Assuming access to a dataset with a small number of samples\({\mathcal{D}}^{\text{fs}}=\{(x_i, y_i)\}_{i=1}^{KN}\) which\(x_i\) is an image that\(y_i \in \{1,2,\cdots\!, N\}\) is it labeled.\(K\) is the number of samples in each category.\(N\) is the number of categories. To match the distribution of the real data, a dataset with a small number of samples is used\({\mathcal{D}}^{\text{fs}}\) Perform fine-tuning. Specifically, LoRA weights are introduced in the text encoder and U-net of the diffusion model, where they are chosen to effectively tune the parameters of the attention layers. For each attention layer, consider the query, key, value and output projection matrices\(W_q\), \(W_k\), \(W_v\), \(W_o\), in each matrix, the linear projection is replaced by the
included among these\(h\) denotes the input/output activation of the projection, which ultimately yields each attention layer\(l\) trainableLoRA
weights\(\delta^{(l)} = \{A_{\star}, B_{\star} | \forall \star \in \{q, k, v, o\}\}\) . Bias weights are omitted to simplify notation. All other model parameters (including\(W_{\star}\) ) remains unchanged, while\(\delta\) The weights are then optimized by gradient descent.

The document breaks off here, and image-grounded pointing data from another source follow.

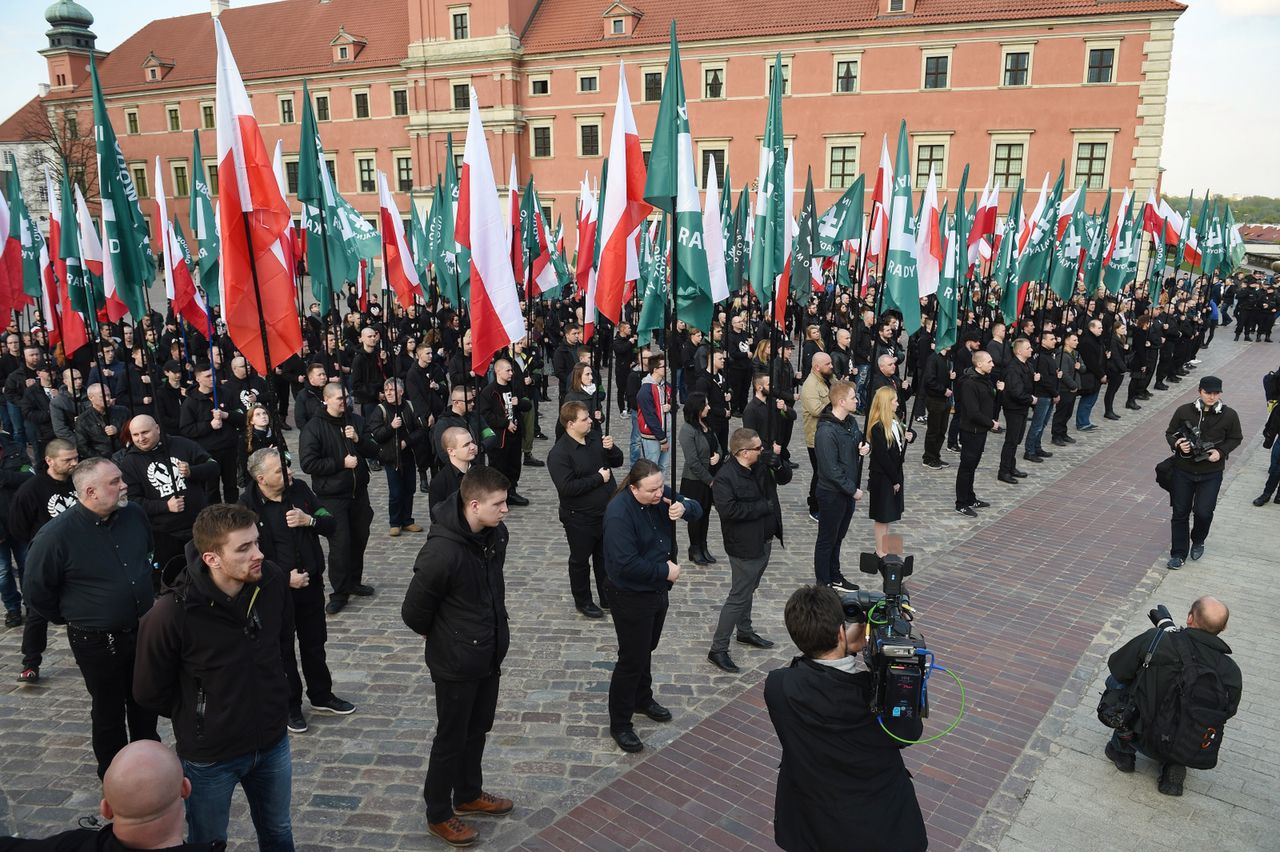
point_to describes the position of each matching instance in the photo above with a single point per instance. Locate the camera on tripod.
(894, 654)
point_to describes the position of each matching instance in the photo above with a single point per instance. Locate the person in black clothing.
(745, 495)
(457, 601)
(402, 435)
(976, 410)
(211, 658)
(580, 466)
(1016, 399)
(333, 448)
(841, 774)
(289, 522)
(1152, 682)
(158, 470)
(214, 427)
(1197, 481)
(90, 568)
(639, 540)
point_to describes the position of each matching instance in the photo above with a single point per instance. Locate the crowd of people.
(170, 454)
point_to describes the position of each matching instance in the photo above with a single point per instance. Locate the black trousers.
(970, 454)
(585, 557)
(700, 491)
(464, 717)
(938, 410)
(638, 619)
(310, 628)
(105, 662)
(348, 540)
(1015, 427)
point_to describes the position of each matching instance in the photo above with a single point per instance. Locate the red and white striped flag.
(257, 288)
(496, 317)
(401, 273)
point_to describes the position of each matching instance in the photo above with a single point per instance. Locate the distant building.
(1010, 90)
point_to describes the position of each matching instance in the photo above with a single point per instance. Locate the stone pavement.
(357, 781)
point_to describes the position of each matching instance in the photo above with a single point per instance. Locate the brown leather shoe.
(487, 805)
(453, 832)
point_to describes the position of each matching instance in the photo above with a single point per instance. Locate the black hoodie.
(841, 775)
(457, 596)
(215, 664)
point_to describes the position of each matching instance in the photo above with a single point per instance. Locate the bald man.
(1206, 621)
(159, 471)
(142, 795)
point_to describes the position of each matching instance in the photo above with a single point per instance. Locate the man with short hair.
(580, 466)
(90, 568)
(211, 659)
(289, 522)
(457, 600)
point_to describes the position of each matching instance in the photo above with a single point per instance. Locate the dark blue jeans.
(268, 781)
(835, 513)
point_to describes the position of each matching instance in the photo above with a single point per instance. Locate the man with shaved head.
(1200, 641)
(159, 471)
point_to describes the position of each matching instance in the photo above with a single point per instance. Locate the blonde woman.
(888, 439)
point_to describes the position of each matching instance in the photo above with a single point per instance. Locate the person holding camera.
(1156, 663)
(841, 782)
(1202, 434)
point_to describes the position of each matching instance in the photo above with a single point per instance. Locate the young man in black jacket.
(211, 658)
(580, 466)
(746, 499)
(457, 600)
(841, 775)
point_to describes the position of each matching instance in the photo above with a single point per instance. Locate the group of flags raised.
(247, 251)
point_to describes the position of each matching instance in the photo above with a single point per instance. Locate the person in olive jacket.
(745, 493)
(457, 600)
(211, 658)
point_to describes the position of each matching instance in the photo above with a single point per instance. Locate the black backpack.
(1192, 714)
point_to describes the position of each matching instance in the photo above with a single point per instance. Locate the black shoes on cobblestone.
(723, 662)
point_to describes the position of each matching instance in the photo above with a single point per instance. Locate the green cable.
(937, 736)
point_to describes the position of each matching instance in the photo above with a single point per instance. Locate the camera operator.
(1202, 434)
(1205, 622)
(841, 774)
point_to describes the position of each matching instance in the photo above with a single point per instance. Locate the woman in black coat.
(888, 439)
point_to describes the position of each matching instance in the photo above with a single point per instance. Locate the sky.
(1221, 127)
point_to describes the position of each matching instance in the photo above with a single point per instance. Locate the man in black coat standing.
(457, 600)
(841, 782)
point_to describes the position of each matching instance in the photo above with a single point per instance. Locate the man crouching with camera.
(1170, 694)
(841, 783)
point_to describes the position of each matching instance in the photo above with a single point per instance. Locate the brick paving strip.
(1013, 609)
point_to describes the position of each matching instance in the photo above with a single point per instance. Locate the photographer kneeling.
(841, 783)
(1183, 687)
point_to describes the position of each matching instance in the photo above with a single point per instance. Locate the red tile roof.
(18, 127)
(576, 24)
(288, 37)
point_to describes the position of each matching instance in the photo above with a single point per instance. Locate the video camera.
(894, 654)
(1189, 433)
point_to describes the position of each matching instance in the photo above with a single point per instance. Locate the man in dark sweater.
(1198, 472)
(580, 467)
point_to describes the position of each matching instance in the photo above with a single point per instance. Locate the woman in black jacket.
(888, 439)
(700, 449)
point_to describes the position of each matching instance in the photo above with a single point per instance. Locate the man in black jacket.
(1197, 473)
(289, 523)
(158, 470)
(746, 500)
(976, 412)
(580, 467)
(211, 658)
(1205, 622)
(457, 600)
(333, 448)
(841, 777)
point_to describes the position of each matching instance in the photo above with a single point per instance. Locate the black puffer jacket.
(457, 596)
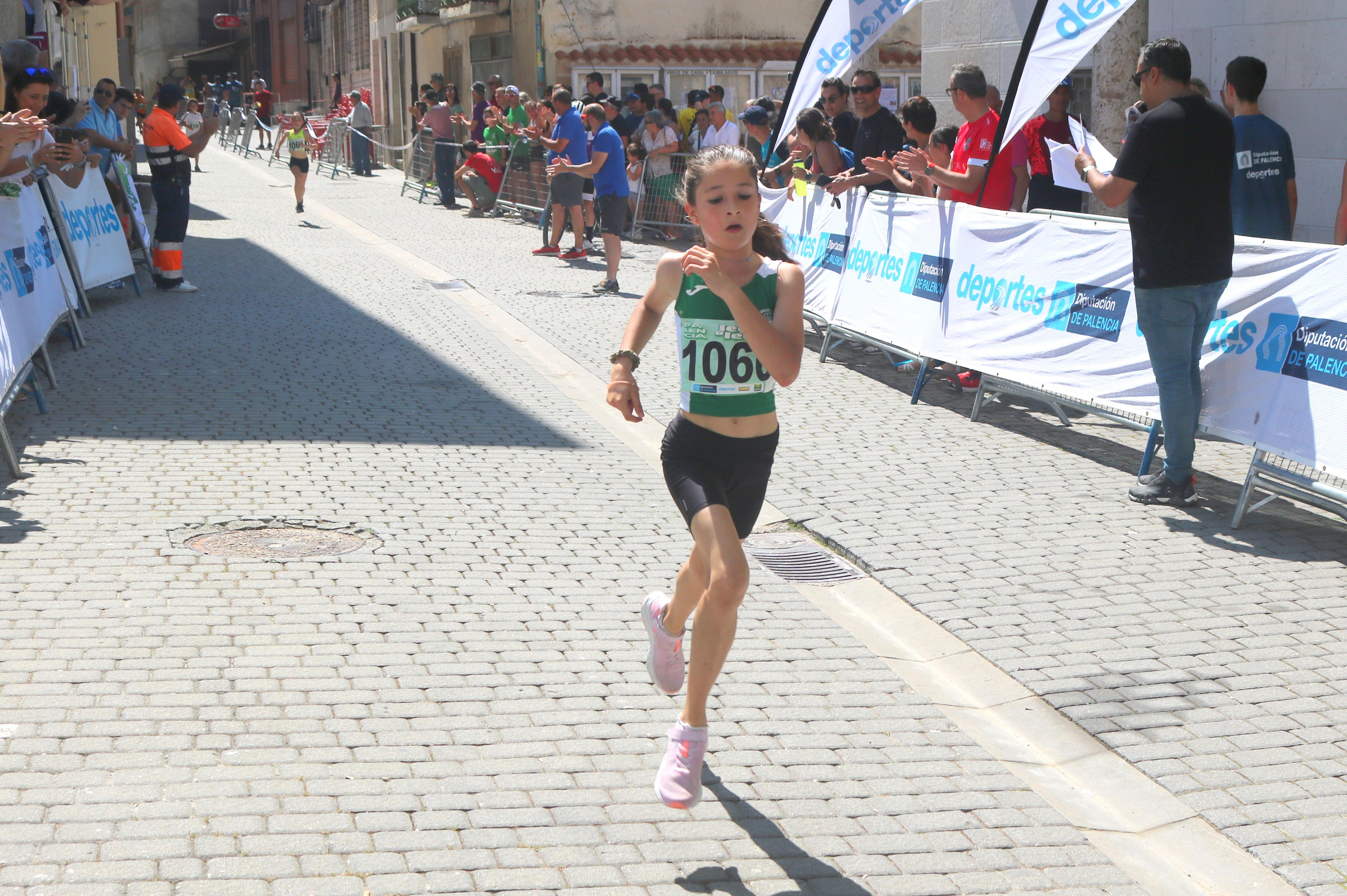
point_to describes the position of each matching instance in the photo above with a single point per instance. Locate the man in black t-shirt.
(833, 103)
(593, 89)
(1174, 173)
(878, 134)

In order to model diffusion from a pre-trainedcheckpoint
Start training with the weight matrix\(B_{\star}\) is initialized to zero, and the\(A_{\star}\) are then randomly initialized. Thus, the fine-tuned weights of the combination\(B_{\star} A_{\star}\) initially zero and gradually learn modifications to the original pre-training weights. At the time of testing, theLoRA
Weights can be updated by updating the weights\(W^{\text{(ft)}}_{\star} =W_{\star} + B_{\star} A_{\star}\) integrated into the model, making the inference time the same as the pre-trained model. Compare this with theDreamBooth
In contrast, not fine-tuning all network weights and not adding retention loss, whose regularization would prevent strong alignment with the real image.
Consider two settings further:1
) \(\text{DataDream}_{\text{dset}}\) In this setup, the entire dataset in the\({\mathcal{D}}^{\text{fs}}\) for training diffusion models onLoRA
Weights.2
) \(\text{DataDream}_{\text{cls}}\) In this setup, for each category in the dataset, initialize the\(N\) organizeLoRA
weights\(\{\delta_n|n=1,\cdots\!,N\}\) , each set of weights is specific to the subset\({\mathcal{D}}^{\text{fs}}_{n} = \{(x,y)| (x,y) \!\in {\mathcal{D}}^{\text{fs}}, y\!=\!n\}\) Conduct training.
exist\(\text{DataDream}_{\text{dset}}\) In the setup, the original model parameters\(\theta\) remains unchanged, with only theLoRA
The weights are trained and the objective function is
exist\(\text{DataDream}_{\text{cls}}\) In the setup, the\({\mathcal{D}}^{\text{fs}}_{n}\) cap (a poem)\(\delta_n\) Replacement of\({\mathcal{D}}^{\text{fs}}\) cap (a poem)\(\delta\) . Since a text-to-image diffusion model is used, by means of the function\(C\) Defines the text condition that will label the\(y\) (i.e., class names) maps to the use of standard templates "a photo of a
[CLS
]" prompt. This prompt is passed through the text encoder and used in the decoding step of the diffusion model.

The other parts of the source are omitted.